Mabel Messenger Bag: Done!

My green bird Mabel messenger bag is done!

Pattern: Mabel Messenger Bag by Jenna-Lou Designs
Fabric: Leftover from my Mixtape Quilt. And of course I forgot to write down what it was at the time.
Hardware: 18mm magnetic snap (I got mine from Purse Supplies R Us on Etsy) and a rectangle ring and slider from Jenna-Lou’s Etsy shop. There are lots of other options for what hardware to use, even if you limit yourself only to Etsy. :)
Alterations: I added a flat-applique’d on pocket on the interior, which will be nice for being able to locate pens and pencils and small things quickly. I also top-stitched around the edge of the bag once I was done ironing in the hopes that that will help it stay a little bit crisper in the long run.

GreenBirdDoor2

GreenBirdWhole

GreenBirdHardware

GreenBirdTopstitching

This was a pretty straightforward pattern. A little dense in places, so reading the whole thing first was definitely a good idea! I managed to attach the straps wrong the first time, and had to un-pick and re-attach them, which was a little annoying. But there were pictures for all the steps that I might have been confused by, which was nice.

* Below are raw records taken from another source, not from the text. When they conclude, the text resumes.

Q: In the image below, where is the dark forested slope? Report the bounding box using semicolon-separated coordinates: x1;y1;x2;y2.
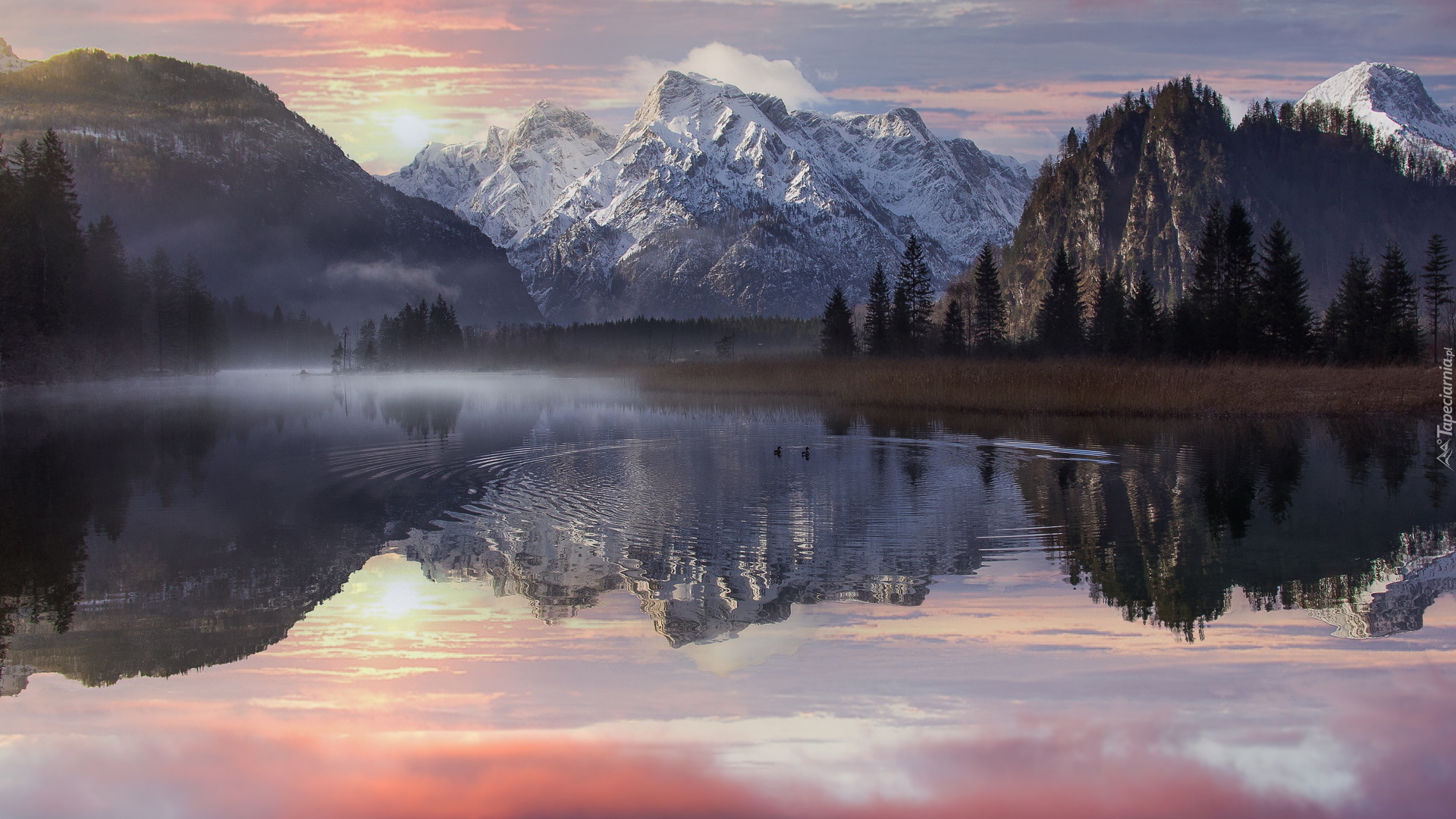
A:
1005;79;1456;331
0;51;538;324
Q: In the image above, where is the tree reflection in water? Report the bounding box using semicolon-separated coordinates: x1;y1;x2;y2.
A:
0;378;1450;692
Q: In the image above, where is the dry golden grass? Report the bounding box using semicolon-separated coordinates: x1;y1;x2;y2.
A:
630;359;1442;417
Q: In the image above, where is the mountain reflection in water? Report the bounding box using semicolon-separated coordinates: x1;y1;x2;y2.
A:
0;375;1453;694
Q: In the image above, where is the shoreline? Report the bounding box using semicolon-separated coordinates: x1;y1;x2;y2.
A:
623;359;1442;419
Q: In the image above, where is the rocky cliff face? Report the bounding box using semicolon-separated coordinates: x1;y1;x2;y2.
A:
1301;63;1456;165
1005;71;1456;332
388;71;1031;321
0;51;540;322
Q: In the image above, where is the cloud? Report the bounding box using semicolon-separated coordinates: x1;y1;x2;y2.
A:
628;42;828;108
325;259;460;300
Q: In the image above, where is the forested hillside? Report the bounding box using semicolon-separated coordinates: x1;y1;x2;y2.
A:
996;77;1456;334
0;51;538;324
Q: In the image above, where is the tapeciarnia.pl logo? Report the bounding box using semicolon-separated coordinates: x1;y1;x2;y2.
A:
1436;347;1456;469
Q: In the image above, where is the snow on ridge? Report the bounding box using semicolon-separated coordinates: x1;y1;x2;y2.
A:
381;101;617;248
384;71;1031;321
0;36;36;74
1301;63;1456;165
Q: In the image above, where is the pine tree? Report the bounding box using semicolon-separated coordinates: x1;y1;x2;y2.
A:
0;131;86;381
971;242;1006;353
176;253;218;373
74;215;140;358
1323;251;1379;363
1214;202;1258;354
1255;221;1313;359
419;293;464;364
1087;271;1131;356
1037;248;1082;356
144;248;177;372
354;319;378;370
1421;233;1451;364
1127;268;1163;359
894;233;935;354
940;299;965;356
820;284;856;359
1376;242;1421;363
864;264;894;356
1174;202;1228;359
890;278;915;356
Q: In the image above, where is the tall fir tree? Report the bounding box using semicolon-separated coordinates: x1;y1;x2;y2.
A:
1255;221;1313;359
1376;242;1421;363
1322;251;1382;364
176;253;220;373
1087;271;1131;357
940;299;965;356
74;215;141;358
894;233;935;354
864;264;894;356
143;246;177;372
1174;202;1228;359
1127;268;1163;359
1037;248;1083;356
419;293;464;364
1211;202;1260;354
971;242;1006;353
820;284;856;359
1421;233;1451;364
354;319;378;370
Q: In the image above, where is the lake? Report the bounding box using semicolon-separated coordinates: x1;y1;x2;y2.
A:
0;372;1456;817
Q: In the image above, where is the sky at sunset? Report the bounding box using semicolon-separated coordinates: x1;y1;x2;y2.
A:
0;0;1456;172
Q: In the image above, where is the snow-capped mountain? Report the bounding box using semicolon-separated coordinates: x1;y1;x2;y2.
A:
386;71;1031;321
1301;63;1456;165
0;38;35;74
383;101;617;248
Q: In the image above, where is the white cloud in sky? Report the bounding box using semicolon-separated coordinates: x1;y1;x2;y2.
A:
628;42;828;108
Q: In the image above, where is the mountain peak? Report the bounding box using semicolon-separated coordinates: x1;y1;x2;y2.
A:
1301;63;1456;163
1303;63;1450;122
0;36;35;73
507;99;617;150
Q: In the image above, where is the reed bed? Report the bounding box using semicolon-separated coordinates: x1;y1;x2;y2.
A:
629;359;1442;417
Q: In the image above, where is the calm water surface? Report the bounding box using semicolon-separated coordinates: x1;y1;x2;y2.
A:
0;373;1456;817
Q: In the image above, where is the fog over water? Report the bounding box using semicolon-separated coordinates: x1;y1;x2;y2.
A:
0;372;1456;816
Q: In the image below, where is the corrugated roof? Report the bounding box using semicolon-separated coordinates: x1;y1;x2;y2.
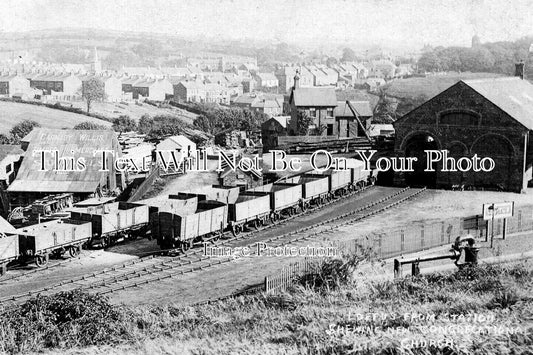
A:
8;128;121;193
291;87;337;107
0;217;17;233
333;101;373;117
0;144;24;161
463;77;533;129
251;99;280;108
272;116;291;128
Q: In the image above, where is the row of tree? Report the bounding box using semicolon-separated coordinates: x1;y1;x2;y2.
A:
193;107;268;135
418;37;533;75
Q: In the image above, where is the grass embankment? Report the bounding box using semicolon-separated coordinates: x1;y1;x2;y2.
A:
0;254;533;354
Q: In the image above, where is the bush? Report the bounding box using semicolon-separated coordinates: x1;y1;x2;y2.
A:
298;254;365;291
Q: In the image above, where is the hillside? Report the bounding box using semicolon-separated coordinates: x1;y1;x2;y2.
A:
0;101;111;133
383;73;502;99
65;101;198;124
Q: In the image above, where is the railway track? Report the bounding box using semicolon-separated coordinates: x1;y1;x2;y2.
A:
0;188;425;306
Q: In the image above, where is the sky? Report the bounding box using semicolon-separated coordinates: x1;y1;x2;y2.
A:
0;0;533;46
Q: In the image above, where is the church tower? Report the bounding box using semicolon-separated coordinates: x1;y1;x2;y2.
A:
91;47;102;73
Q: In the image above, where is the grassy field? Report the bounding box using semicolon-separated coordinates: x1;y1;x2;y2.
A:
0;101;111;133
0;257;533;354
384;73;501;99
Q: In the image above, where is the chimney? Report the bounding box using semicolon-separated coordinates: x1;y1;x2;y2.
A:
294;69;300;89
514;60;525;80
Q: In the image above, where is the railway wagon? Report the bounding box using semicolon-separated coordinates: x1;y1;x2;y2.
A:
0;233;20;277
17;219;92;266
71;202;149;248
248;183;302;221
205;185;240;204
157;200;228;252
228;191;271;235
351;159;377;189
136;192;205;238
287;174;329;211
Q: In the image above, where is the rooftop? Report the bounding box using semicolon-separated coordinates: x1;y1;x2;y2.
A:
462;77;533;129
291;87;337;107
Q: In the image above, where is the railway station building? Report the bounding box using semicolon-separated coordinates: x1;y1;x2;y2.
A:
394;71;533;192
7;128;125;208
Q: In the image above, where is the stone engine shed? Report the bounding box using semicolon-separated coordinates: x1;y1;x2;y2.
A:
394;77;533;192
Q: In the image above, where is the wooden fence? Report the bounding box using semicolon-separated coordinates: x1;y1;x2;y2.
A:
262;206;533;293
264;258;322;293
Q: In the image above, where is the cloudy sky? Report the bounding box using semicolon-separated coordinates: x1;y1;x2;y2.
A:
0;0;533;46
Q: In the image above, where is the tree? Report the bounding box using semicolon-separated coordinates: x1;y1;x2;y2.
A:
193;115;213;134
341;48;356;62
82;78;105;113
0;133;13;144
9;120;41;144
296;110;314;136
149;115;186;138
372;92;398;123
326;57;339;68
137;113;154;134
113;115;137;133
74;121;108;131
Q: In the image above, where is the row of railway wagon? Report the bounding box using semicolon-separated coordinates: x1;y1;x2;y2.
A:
0;160;376;275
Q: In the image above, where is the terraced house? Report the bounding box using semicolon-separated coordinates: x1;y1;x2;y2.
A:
289;75;337;136
30;73;82;100
0;74;32;97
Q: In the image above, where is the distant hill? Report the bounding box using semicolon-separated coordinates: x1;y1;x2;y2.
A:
383;73;503;100
0;101;111;133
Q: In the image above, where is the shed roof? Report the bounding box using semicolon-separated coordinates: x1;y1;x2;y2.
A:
0;217;17;233
291;87;337;107
0;144;24;161
158;135;196;148
463;77;533;129
333;101;372;117
8;128;121;193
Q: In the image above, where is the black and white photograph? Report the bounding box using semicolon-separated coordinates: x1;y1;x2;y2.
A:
0;0;533;355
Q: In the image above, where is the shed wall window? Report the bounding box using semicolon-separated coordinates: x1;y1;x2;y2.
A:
439;111;479;126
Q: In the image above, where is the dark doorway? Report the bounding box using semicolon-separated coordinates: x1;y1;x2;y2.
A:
405;133;439;188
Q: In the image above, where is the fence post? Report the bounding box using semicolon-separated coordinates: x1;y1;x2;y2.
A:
400;229;405;254
420;224;425;250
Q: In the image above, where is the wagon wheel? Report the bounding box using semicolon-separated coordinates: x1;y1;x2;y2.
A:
233;224;242;236
35;254;48;267
68;245;81;258
180;242;191;253
53;248;65;259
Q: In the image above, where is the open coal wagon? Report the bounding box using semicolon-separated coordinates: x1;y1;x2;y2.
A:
248;183;302;221
16;219;92;267
228;191;270;235
70;202;149;248
157;200;228;252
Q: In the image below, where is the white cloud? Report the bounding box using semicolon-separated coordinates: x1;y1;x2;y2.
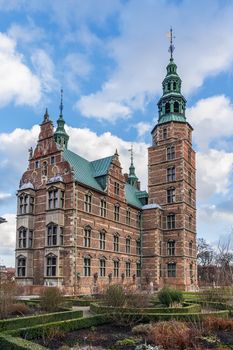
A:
134;122;152;138
31;49;59;92
76;0;233;121
67;127;148;189
0;33;41;106
187;95;233;149
197;149;233;200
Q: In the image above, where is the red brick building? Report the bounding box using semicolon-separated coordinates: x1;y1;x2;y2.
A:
16;52;197;294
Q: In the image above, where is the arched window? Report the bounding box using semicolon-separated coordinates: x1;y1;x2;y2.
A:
113;233;119;252
189;241;193;256
17;255;26;277
189;189;193;204
83;255;91;277
167;146;175;160
167;214;176;230
125;236;131;254
113;258;120;278
83;226;91;248
99;230;106;250
163;128;167;140
167;241;176;256
114;204;120;221
174;101;180;113
46;254;57;276
84;192;92;213
99;257;106;277
165;102;171;113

Only one oops: when I put the lining in, I forgot to check which side the zippered pocket was on. Usually (at least, I think usually) the zippered pocket is on the back of the bag — in this case, the side the closure flap is sewn to. Here? It’s on the other side. Oops.

GreenBirdLiningOops

Overall, I’m pretty happy with how it turned out.

GreenBirdDoor1

Linking up to Thank Goodness It’s Finished Friday, which is hosted at Missy Mac Creations this week!

Next up in the bags queue is a second Mabel messenger bag, in Perk Me Up. I still haven’t entirely decided on how to use the fabrics, but I’ve got a little while to play with ideas yet.

WIP Wednesday

Linking up to WIP Wednesday at Freshly Pieced, and to the Small Blog meet-up at Lily’s Quilts. If you’re stopping by for the first time, you might be interested in learning more about me, or in looking at my finished quilts. If you’re interested in any particular kind of project, check out the tags in the lower right sidebar.

This is a remarkably picture-poor post, largely because it’s a to-do-list of the various projects I have in progress right now. Never let it be said that I’m a monogamous crafter? Projects are arranged in (sort of) order of least-work-to-be-finished.

General To-Do List:
-Tape a large piece of batting up on the tops of my two really tall bookcases and pin things to it, in an attempt to create something that sort of resembles a design wall
-Clean crafting stuff off my desk so it’s actually usable for schoolwork.
-Likewise clear books out of crafting space so I can actually sew w/out moving piles of stuff.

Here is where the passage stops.